UK Government must follow other countries in creating a labour system that is fit for purpose to make up for the 10,000-person seasonal worker deficit.
Giving examples of how other nations are tackling labour shortages at the first AHDB SmartHort conference, Ali Capper, NFU, told how Germany have access to 60,000 Ukrainian seasonal farm workers, thanks to a new immigration law which has no skills or salary threshold, or a requirement for farmers to prove they cannot source labour locally.
In the Netherlands seasonal workers simply need a temporary work visa, and Poland, which has the largest number of legal migrants in any rich country, welcomes 500,000 non-EU workers, predominantly from Ukraine, to process crop every year.
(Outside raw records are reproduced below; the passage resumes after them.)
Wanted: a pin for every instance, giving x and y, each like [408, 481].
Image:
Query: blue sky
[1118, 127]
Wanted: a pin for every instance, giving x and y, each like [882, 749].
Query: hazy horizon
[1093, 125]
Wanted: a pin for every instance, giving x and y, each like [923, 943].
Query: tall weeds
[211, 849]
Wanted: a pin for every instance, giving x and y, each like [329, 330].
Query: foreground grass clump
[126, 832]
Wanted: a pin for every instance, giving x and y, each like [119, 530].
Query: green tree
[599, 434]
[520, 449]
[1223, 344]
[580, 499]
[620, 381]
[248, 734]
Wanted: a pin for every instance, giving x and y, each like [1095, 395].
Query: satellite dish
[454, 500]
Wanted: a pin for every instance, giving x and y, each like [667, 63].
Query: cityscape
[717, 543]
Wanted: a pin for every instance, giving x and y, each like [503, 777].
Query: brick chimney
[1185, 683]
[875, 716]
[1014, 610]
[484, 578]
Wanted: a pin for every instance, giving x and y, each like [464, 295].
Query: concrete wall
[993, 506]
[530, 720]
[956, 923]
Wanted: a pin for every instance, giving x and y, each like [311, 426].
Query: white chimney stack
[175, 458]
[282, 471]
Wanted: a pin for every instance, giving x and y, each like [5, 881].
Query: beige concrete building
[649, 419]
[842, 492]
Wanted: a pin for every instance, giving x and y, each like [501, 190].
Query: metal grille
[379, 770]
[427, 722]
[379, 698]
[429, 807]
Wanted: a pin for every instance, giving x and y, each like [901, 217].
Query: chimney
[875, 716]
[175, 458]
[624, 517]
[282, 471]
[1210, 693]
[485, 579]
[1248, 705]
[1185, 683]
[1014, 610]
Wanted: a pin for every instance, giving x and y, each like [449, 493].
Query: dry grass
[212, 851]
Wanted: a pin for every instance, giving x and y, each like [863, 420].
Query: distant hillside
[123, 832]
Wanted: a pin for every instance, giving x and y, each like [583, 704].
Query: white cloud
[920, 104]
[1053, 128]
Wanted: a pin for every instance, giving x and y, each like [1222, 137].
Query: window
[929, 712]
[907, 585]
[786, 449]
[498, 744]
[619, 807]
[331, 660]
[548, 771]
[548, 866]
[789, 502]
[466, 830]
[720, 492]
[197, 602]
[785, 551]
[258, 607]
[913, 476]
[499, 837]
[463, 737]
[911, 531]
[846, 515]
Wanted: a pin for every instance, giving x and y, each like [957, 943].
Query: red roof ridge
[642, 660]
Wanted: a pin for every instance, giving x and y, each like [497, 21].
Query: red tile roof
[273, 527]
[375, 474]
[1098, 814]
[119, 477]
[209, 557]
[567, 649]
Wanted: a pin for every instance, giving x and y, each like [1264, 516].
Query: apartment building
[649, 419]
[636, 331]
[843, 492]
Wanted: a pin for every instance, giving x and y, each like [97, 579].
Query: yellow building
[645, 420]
Ms Capper said that the labour shortage is not selective to the UK, but is a ‘first world’ problem that has nothing to do with Brexit.
“This is not a UK-centred problem, focussed on our Brexit-dominated immigration politics. Across our developed nations we have aging populations and low unemployment levels. I am fed-up of our politicians asking why growers cannot just use local labour.”
The UK needs to recruit 10,000 more seasonal farm workers, but the Seasonal Workers Pilot (SWP) currently only allows 2500 non-EU citizens to stay for up to six months.
Ms Capper continued, “These countries identified an industry that has a need and developed an immigration policy fit for purpose. I would like to see the UK choosing policy measures that would allow us to compete in the same way.
“The USA has 240,000 seasonal workers with a proposal now going into Government for 450,000. Everybody else in the world is facing the same problem as us. Everybody else’s government is putting forward policy measures that work to enable them to support their horticultural sectors.”
Pointing out the value of the horticulture industry to UK farming, Ms Capper said: “Horticulture makes up just two per cent of farmed land area, but 25 per cent of farm gate value. Since 2000 the fruit sector has grown by 204 per cent and veg by 73 per cent. Those are amazing growth statistics to be proud of.”